There’s the amazing cartoon from Punch which I don’t think a woman alive hasn’t laughed at and a man alive hasn’t either blanked or said to himself “I’m not like that.” Here it is. [Oh it’s been pointed out that the cartoonist is Riana Duncan]

So, when you are doing research, it is relatively easy to figure out who the so-called “Big Beasts” are. When they strut and fret their hours upon the stage, they tend to leave digital/physical traces. They tend to turn up in the indexes of the books, the memoirs. But of course, there are a whole lot of other “little” people who were making the actual stuff happen, coming up with the ideas that then got appropriated and passed off as those of the Big Beast.

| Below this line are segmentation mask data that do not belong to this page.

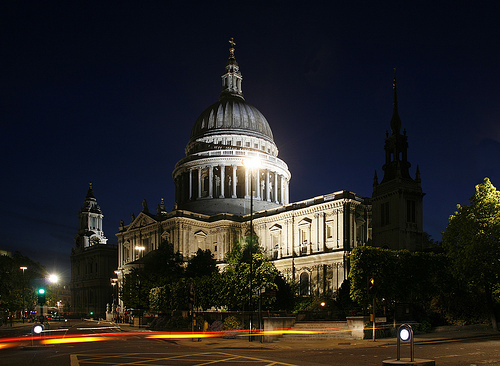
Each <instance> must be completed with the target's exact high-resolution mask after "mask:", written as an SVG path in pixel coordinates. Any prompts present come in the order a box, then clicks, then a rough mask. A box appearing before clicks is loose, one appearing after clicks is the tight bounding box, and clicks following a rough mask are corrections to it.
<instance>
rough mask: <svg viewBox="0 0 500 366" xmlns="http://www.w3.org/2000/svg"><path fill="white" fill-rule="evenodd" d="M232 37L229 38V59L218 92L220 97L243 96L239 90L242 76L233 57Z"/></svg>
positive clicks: (220, 97)
mask: <svg viewBox="0 0 500 366" xmlns="http://www.w3.org/2000/svg"><path fill="white" fill-rule="evenodd" d="M234 46H236V43H235V42H234V38H232V37H231V38H230V39H229V59H228V60H227V63H226V73H225V74H224V75H222V92H221V94H220V99H223V98H226V97H237V98H241V99H244V98H243V91H242V90H241V81H242V79H243V77H242V76H241V72H240V68H239V66H238V62H236V58H235V57H234Z"/></svg>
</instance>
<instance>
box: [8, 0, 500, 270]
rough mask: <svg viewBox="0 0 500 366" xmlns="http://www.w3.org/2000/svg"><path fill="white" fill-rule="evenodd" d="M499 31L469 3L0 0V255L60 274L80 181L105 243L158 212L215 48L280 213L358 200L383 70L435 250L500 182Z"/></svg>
mask: <svg viewBox="0 0 500 366" xmlns="http://www.w3.org/2000/svg"><path fill="white" fill-rule="evenodd" d="M332 3H336V4H335V5H333V4H332ZM499 18H500V7H499V5H498V2H477V1H476V2H472V1H438V2H436V1H418V2H416V1H415V2H408V1H394V2H392V1H345V2H332V1H325V2H320V1H309V2H307V4H306V3H305V2H304V3H303V4H302V3H300V2H293V1H272V0H267V1H239V2H235V1H228V2H225V1H215V2H211V1H210V2H208V1H184V2H182V5H181V4H175V5H172V2H170V1H152V0H151V1H136V2H131V1H105V0H102V1H52V2H39V1H32V2H29V1H10V2H7V1H5V2H3V3H2V5H0V40H1V44H0V52H1V60H2V61H1V65H2V77H1V78H0V83H1V88H0V91H1V96H0V105H1V114H0V118H1V122H2V123H1V126H2V128H1V134H0V136H1V140H2V143H1V146H2V154H1V158H0V159H1V160H0V161H1V167H2V172H3V174H2V176H3V178H2V179H1V183H0V187H1V192H2V196H1V198H0V202H1V207H2V209H1V211H0V215H1V217H0V230H1V236H0V248H1V249H7V250H12V251H13V250H20V251H21V252H22V253H23V254H24V255H27V256H29V257H30V258H32V259H35V260H39V261H41V262H42V263H43V264H45V265H46V266H47V267H48V269H49V270H50V271H52V270H56V271H58V272H62V274H63V276H66V278H69V254H70V251H71V248H72V247H73V238H74V236H75V234H76V230H77V223H78V221H77V214H78V210H79V209H80V207H81V205H82V203H83V200H84V197H85V194H86V192H87V188H88V183H89V182H90V181H92V182H93V184H94V192H95V195H96V197H97V200H98V203H99V204H100V206H101V208H102V210H103V212H104V215H105V217H104V230H105V234H106V236H107V237H108V238H109V242H110V243H116V237H115V235H114V234H115V233H116V231H117V228H118V224H119V220H120V219H123V220H124V221H125V222H126V223H128V222H129V221H130V216H131V214H132V213H135V214H138V213H139V212H140V210H141V209H142V206H141V202H142V199H143V198H146V199H147V201H148V204H149V206H150V208H154V207H156V205H157V203H158V202H159V200H160V198H161V197H164V198H165V202H166V204H167V207H169V208H171V207H172V205H173V196H174V195H173V181H172V176H171V173H172V170H173V168H174V165H175V163H176V162H177V161H178V160H179V159H181V158H182V157H183V156H184V148H185V145H186V143H187V141H188V139H189V135H190V131H191V127H192V126H193V124H194V122H195V120H196V118H197V117H198V115H199V114H200V113H201V112H202V111H203V110H204V109H205V108H206V107H208V106H209V105H210V104H212V103H213V102H215V101H216V100H217V99H218V96H219V93H220V90H221V79H220V76H221V75H222V74H223V73H224V66H225V63H226V60H227V57H228V39H229V38H230V37H234V38H235V41H236V44H237V45H236V59H237V60H238V62H239V64H240V68H241V71H242V74H243V92H244V94H245V98H246V100H247V102H249V103H250V104H252V105H254V106H255V107H257V108H258V109H259V110H260V111H261V112H262V113H263V114H264V115H265V116H266V118H267V120H268V121H269V123H270V125H271V128H272V130H273V133H274V137H275V142H276V143H277V145H278V148H279V149H280V157H281V158H282V159H283V160H285V162H287V164H288V165H289V169H290V171H291V173H292V180H291V184H290V199H291V201H292V202H293V201H298V200H303V199H306V198H310V197H314V196H317V195H321V194H327V193H331V192H334V191H337V190H351V191H354V192H356V193H358V194H360V195H363V196H371V193H372V182H373V174H374V171H375V170H377V172H378V174H379V177H381V176H382V169H381V167H382V164H383V163H384V150H383V146H384V137H385V131H386V130H387V129H389V123H390V119H391V116H392V77H393V67H396V68H397V78H398V101H399V114H400V116H401V119H402V126H403V128H406V130H407V135H408V142H409V151H408V158H409V161H410V162H411V163H412V167H411V173H412V175H414V174H415V169H416V166H417V164H418V165H419V167H420V171H421V177H422V187H423V190H424V192H426V193H427V194H426V196H425V198H424V230H425V231H427V232H428V233H430V234H431V235H432V238H433V239H436V240H440V239H441V235H440V232H441V231H442V230H444V229H445V228H446V224H447V220H448V216H449V215H450V214H452V213H453V212H454V210H455V207H456V204H457V203H467V202H468V199H469V198H470V197H471V196H472V194H473V193H474V186H475V185H476V184H478V183H480V182H481V181H482V180H483V178H484V177H489V178H490V179H491V180H492V182H493V184H494V185H496V186H500V123H499V118H500V103H499V99H500V69H499V67H498V65H500V51H499V47H498V39H500V27H499V25H498V19H499Z"/></svg>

Your job as a researcher is to be humble and cautious about the picture you have constructed from the available evidence. Even if you have systematically raided all the available archives, well, archives were never complete, even before they were “weeded”, even before a tonne of incriminating paper showing – to choose an example entirely at random – multiple systemic atrocities aimed at the Kenyan people by the British – got dumped into the sea.
You mustn’t mistake the amount of hard work you did to fossick out stuff as an indication of its actual importance/relevance (that particular insight took me an embarrassingly long time to grok.)

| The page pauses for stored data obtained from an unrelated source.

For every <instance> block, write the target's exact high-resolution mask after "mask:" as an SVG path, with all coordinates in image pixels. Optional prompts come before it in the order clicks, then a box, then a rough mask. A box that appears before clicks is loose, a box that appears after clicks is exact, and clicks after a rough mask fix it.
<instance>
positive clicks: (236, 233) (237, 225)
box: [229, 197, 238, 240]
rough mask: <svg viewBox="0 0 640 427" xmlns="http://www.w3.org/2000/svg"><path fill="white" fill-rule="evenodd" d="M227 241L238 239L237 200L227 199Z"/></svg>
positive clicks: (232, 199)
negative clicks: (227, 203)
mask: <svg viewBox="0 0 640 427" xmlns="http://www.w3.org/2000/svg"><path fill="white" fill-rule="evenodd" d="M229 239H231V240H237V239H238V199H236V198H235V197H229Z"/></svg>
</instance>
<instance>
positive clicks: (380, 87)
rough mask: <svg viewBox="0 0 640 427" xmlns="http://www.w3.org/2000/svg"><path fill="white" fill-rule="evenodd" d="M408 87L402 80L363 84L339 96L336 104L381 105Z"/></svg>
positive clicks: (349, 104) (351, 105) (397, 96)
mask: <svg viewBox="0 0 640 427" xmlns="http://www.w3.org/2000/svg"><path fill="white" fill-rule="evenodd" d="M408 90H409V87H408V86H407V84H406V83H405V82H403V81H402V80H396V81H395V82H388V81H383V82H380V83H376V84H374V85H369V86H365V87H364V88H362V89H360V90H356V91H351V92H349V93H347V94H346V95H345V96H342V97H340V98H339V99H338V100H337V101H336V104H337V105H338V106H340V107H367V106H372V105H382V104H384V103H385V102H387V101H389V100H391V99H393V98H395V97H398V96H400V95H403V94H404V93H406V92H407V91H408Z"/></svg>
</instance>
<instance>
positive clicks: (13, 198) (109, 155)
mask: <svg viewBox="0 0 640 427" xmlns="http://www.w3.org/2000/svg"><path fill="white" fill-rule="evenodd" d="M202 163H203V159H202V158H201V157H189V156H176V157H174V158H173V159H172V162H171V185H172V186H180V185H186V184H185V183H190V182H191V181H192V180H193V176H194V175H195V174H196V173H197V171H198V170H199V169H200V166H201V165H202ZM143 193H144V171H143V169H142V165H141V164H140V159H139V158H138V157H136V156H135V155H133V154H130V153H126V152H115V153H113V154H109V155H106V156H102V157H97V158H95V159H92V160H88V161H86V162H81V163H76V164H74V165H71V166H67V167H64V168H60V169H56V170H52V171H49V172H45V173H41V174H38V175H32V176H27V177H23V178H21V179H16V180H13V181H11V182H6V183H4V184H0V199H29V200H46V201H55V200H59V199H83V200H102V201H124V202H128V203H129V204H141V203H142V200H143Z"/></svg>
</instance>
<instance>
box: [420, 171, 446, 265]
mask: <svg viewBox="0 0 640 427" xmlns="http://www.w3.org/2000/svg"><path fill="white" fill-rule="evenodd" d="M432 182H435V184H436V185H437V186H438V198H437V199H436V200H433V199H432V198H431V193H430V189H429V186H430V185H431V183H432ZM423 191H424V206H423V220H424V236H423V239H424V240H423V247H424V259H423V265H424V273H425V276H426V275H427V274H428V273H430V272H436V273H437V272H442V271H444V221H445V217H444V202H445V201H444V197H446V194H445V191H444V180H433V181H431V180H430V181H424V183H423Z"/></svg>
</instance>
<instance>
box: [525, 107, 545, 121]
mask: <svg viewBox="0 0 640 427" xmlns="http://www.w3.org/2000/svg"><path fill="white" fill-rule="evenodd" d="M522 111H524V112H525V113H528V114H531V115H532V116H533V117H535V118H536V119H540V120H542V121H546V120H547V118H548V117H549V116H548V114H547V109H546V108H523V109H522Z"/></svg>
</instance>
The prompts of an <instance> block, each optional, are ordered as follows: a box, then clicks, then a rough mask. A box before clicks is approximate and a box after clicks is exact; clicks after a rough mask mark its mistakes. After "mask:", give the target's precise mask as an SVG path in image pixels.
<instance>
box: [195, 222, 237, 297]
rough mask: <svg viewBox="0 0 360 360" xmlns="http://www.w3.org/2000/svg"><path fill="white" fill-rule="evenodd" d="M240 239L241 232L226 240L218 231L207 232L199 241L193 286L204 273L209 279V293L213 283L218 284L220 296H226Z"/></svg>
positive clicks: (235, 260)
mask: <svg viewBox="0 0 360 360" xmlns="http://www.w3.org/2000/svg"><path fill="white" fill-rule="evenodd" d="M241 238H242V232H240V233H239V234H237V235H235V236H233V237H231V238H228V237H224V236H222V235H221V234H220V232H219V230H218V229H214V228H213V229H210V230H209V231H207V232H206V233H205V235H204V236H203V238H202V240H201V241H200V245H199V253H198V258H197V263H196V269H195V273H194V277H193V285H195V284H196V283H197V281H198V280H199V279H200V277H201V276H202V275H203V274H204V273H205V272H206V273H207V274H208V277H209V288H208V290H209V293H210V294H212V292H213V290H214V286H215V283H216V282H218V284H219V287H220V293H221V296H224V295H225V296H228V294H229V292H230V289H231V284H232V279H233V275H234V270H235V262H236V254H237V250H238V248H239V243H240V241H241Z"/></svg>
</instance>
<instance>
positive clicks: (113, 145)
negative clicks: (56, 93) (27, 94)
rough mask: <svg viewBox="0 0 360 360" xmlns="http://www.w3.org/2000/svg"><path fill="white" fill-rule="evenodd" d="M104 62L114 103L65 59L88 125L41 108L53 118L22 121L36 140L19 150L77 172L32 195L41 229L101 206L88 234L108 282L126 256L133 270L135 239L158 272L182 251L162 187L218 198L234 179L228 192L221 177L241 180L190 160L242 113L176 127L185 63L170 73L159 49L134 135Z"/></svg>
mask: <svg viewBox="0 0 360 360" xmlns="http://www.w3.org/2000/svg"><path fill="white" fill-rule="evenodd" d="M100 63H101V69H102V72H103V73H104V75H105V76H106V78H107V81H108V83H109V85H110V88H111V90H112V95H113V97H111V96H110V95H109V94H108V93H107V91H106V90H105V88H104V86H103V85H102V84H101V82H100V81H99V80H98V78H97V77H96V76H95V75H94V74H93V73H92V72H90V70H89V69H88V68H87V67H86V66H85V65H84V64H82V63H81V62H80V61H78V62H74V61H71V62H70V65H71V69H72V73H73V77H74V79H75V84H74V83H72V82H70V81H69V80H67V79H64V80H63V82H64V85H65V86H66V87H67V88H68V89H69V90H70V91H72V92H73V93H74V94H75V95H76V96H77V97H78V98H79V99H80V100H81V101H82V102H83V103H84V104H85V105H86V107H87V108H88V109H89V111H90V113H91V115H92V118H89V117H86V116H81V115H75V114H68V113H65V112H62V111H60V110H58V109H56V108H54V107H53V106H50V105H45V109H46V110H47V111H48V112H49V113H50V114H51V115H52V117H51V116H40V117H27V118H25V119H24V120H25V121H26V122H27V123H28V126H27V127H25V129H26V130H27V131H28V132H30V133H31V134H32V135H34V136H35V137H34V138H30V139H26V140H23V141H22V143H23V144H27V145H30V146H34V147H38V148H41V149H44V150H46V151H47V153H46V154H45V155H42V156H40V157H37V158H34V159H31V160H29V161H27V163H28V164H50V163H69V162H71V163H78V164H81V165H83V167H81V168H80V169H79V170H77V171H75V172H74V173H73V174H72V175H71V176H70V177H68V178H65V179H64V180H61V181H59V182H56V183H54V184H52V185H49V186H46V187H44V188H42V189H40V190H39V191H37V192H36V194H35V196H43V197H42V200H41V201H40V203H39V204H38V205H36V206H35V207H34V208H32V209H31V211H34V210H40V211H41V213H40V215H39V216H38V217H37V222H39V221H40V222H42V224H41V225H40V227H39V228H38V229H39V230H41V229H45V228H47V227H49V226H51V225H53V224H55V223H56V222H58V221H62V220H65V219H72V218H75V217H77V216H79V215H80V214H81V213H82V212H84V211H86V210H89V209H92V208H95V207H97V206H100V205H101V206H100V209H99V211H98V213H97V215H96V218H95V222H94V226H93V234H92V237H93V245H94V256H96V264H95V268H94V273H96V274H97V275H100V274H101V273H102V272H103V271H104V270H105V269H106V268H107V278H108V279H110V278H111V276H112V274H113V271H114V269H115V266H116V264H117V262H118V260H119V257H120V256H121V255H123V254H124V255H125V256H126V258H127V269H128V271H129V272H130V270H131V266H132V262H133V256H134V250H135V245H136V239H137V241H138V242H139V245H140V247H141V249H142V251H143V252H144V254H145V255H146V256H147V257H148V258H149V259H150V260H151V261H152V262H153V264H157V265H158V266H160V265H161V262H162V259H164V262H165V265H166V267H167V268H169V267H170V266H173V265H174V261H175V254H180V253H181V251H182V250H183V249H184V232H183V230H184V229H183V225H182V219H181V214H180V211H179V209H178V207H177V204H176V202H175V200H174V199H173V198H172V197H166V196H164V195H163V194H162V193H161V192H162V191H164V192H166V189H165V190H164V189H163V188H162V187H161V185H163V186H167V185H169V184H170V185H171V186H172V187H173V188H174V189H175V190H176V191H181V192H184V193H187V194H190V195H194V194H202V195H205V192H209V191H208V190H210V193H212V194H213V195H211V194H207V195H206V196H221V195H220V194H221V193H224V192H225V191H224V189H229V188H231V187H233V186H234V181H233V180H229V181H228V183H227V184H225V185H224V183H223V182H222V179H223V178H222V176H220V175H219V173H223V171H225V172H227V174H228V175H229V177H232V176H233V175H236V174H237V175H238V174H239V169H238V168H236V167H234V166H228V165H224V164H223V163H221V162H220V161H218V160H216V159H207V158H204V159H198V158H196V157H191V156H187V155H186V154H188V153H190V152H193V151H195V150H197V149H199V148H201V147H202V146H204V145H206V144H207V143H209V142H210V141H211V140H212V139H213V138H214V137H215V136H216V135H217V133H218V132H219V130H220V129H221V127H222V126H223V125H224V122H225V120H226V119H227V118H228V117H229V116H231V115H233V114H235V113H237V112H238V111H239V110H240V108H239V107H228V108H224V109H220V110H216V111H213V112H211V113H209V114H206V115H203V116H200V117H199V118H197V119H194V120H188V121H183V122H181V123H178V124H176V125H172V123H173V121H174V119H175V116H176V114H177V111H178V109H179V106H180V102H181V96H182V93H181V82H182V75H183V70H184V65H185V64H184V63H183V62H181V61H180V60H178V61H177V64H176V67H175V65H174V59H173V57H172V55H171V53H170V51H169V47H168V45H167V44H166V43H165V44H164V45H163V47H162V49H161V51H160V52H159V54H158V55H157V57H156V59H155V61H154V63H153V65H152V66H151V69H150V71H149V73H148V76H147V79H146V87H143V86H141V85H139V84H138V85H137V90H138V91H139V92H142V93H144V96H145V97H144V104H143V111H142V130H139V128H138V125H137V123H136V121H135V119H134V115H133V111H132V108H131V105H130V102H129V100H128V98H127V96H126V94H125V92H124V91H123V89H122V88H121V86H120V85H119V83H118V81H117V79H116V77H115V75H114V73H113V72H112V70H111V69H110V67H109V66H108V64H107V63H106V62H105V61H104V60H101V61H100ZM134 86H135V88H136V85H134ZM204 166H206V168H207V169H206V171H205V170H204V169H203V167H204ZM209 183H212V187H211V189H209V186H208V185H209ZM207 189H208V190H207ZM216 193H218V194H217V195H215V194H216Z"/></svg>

How do you find the Miss Triggses? By asking the right questions in interviews, if you can get hold of people, by listening closely to the silences and the half-sentences. It can even be like seeing Pluto [still a planet in my book] – you know it is there because another planet’s orbit is wobbly in a way it shouldn’t be.

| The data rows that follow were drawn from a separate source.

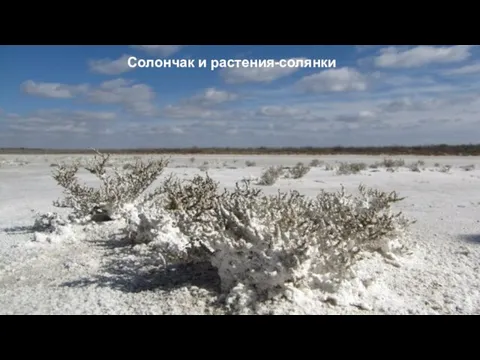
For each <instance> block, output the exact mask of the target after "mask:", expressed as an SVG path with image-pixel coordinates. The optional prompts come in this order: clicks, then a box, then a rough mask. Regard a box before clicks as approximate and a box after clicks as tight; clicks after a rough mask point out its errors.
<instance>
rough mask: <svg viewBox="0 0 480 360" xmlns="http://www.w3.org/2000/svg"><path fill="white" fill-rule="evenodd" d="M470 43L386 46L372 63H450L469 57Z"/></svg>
mask: <svg viewBox="0 0 480 360" xmlns="http://www.w3.org/2000/svg"><path fill="white" fill-rule="evenodd" d="M471 48H472V45H454V46H442V47H436V46H430V45H420V46H416V47H413V48H411V49H401V48H398V47H388V48H384V49H381V50H380V55H378V56H376V57H375V58H374V59H373V63H374V65H375V66H377V67H381V68H413V67H420V66H424V65H429V64H435V63H444V64H445V63H452V62H460V61H463V60H466V59H468V58H469V57H470V55H471V54H470V50H471Z"/></svg>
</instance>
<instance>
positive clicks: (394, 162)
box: [380, 158, 405, 168]
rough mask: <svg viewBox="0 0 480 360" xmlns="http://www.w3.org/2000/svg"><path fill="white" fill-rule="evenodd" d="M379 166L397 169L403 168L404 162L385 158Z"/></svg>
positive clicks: (383, 159)
mask: <svg viewBox="0 0 480 360" xmlns="http://www.w3.org/2000/svg"><path fill="white" fill-rule="evenodd" d="M380 164H381V165H382V166H384V167H386V168H399V167H402V166H405V160H403V159H388V158H385V159H383V162H381V163H380Z"/></svg>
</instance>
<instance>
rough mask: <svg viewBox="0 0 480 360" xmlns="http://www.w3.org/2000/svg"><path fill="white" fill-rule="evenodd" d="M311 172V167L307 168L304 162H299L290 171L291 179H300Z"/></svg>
mask: <svg viewBox="0 0 480 360" xmlns="http://www.w3.org/2000/svg"><path fill="white" fill-rule="evenodd" d="M309 171H310V167H309V166H305V165H304V164H303V163H302V162H299V163H297V165H295V166H294V167H292V168H290V169H289V177H290V178H292V179H300V178H302V177H304V176H305V175H306V174H308V172H309Z"/></svg>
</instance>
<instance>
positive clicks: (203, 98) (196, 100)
mask: <svg viewBox="0 0 480 360" xmlns="http://www.w3.org/2000/svg"><path fill="white" fill-rule="evenodd" d="M237 98H238V95H237V94H233V93H230V92H227V91H223V90H217V89H215V88H208V89H205V90H203V91H202V92H201V93H199V94H197V95H194V96H193V97H191V98H190V99H187V100H186V103H188V104H192V105H197V106H213V105H219V104H223V103H226V102H230V101H234V100H236V99H237Z"/></svg>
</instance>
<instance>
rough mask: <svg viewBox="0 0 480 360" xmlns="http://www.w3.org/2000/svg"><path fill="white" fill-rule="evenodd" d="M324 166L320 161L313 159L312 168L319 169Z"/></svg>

It’s hard, and countless Miss Triggses have been kept out of the history, distant or recent… (this is hardly a new observation! See for example Sheila Rowbotham’s work – Hidden from History, Women’s Consciousness, Men’s World).
Just to add that the marvelous Miss Triggs cartoon is the work of a woman, Riana Duncan a superb cartoonist.
https://magazine.punch.co.uk/gallery/Riana-Duncan-Cartoons/G0000Bx1FqQLTU1M/
Thanks! Have added a link. Oh, the irony of erasing a woman while virtue-signalling about the erasure of women… Sigh.